I ‘ended’ my week on Thursday visiting the FCAS operations center where I presented to a Conference of Presidents training session regarding communication responses to antisemitic events, based on our experiences here in Boston. It was good to sit down with a whole bunch of talented people who are dedicating their time to combatting antisemitism and supporting our community in moments of crisis.
There were also moments between these events that I’m thinking about as we end this week. After Monday’s launch, we headed over to the State House, where Governor Healey hosted a reception and signing ceremony for a proclamation celebrating our community’s contributions to the sciences, arts, public service, justice and so much more – as part of Jewish American Heritage Month (JAHM). This is the first time, I believe, that a Governor of Massachusetts has publicly marked this month. And mid-week I read about the JAHM event that President Biden hosted at the White House.
It should probably surprise no one that at both of these Jewish American Heritage Month events, intended to celebrate our community’s contributions to every part of American life, the focus was on antisemitism.

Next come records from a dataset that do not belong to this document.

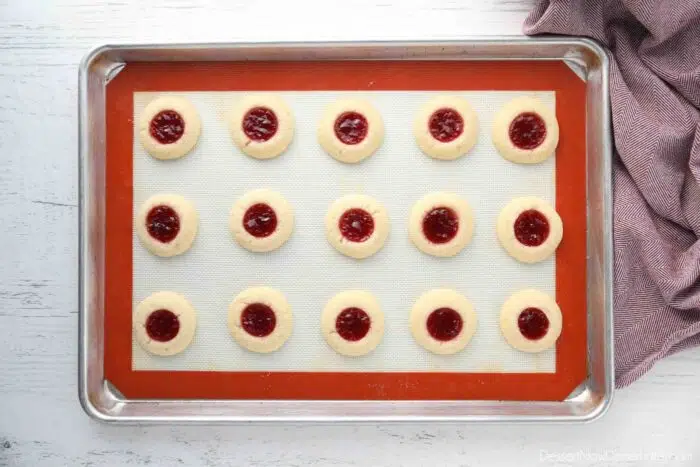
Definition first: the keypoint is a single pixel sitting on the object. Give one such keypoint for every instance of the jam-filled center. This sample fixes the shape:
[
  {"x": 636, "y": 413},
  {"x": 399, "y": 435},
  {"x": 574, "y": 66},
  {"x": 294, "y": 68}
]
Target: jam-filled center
[
  {"x": 352, "y": 324},
  {"x": 258, "y": 320},
  {"x": 533, "y": 323},
  {"x": 531, "y": 228},
  {"x": 440, "y": 224},
  {"x": 351, "y": 127},
  {"x": 260, "y": 124},
  {"x": 260, "y": 220},
  {"x": 356, "y": 225},
  {"x": 163, "y": 223},
  {"x": 167, "y": 126},
  {"x": 446, "y": 125},
  {"x": 444, "y": 324},
  {"x": 527, "y": 130},
  {"x": 162, "y": 325}
]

We can’t seem to get away from talking about antisemitism. And that’s troubling. Not least because, as most notably argued by Dara Horn in her recent book, People Love Dead Jews, it is important that we teach kids about the Holocaust as a fact of history but it is also important that we teach people about actually living Jews, our lives, culture and contributions. As she recently wrote in The Atlantic:
“To inoculate people against the myth that humans have to erase their differences in order to get along, and the related myth that Jews, because they have refused to erase their differences, are supervillains, one would have to acknowledge that these myths exist. To really shatter them, one would have to actually explain the content of Jewish identity, instead of lazily claiming that Jews are just like everyone else.”
Or, to put it another way, if we want people to stand up to antisemitism, then part of the work must be in helping people to appreciate the lived lives and vital contributions that we have uniquely made and continue to make to society as Jews. I’m reminded that in 2015 after the brutal attack on the Hyper Cacher supermarket in Paris, French President Manuel Valls said that “If 100,000 Jews leave, France will no longer be France.”

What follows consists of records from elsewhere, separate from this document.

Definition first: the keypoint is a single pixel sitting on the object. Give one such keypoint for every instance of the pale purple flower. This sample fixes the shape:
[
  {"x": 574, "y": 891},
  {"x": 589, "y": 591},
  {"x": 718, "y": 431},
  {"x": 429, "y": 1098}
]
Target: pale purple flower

We need Americans in 2023 to also affirm that an America without Jews is no longer America – not only because of how that impacts us, the Jewish community, but also for what that would say about this country’s commitment to freedom, and because it would be a loss to no longer have a part of the diversity that has made great contributions to our nation since our founding days.
As Governor Healey’s proclamation articulates: “The strength of a society can be measured by how they protect their minority populations and celebrate their contributions.”
Which brings me, finally, to the thing I’m most proud of this week – JCRC wrapped up our pilot year of Student to Student. Groups of 3-4 Jewish high school students, representing different denominations of Judaism, visit local public and independent high schools with few, if any, Jewish students. The presentations resonate with classroom students since they are given by peers in a more informal discussion where they share their personal narratives while discussing Jewish culture and tradition. These teens are learning to talk to others about what Jewishness means to them, how they practice (or don’t), how their identity informs their families and enriches their lived experience.
In our first year, we had 12 Jewish student participants from all over Greater Boston. They did 8 presentations at 3 area schools where 270 students heard them speak. The impact will be felt far and wide as those 270 students share with friends and family what they learned.
As one teen told our staff director this week: “This was seriously one of the most enriching experiences and I feel proud to have been a part of the first cohort.”
We’ll be continuing and expanding, Student to Student in the coming year. Recruitment for the 2023-2024 school year has started and I encourage you to share our registration form with the teens in your life who might be interested.
We’ll also continue to work with all of the leaders at CJP’s gathering on Monday to encourage allies to stand up with and for our community. The work continues. This week reminded me that we are not alone in doing the work. And so, I enter Shabbat with hope – for this moment and for the future.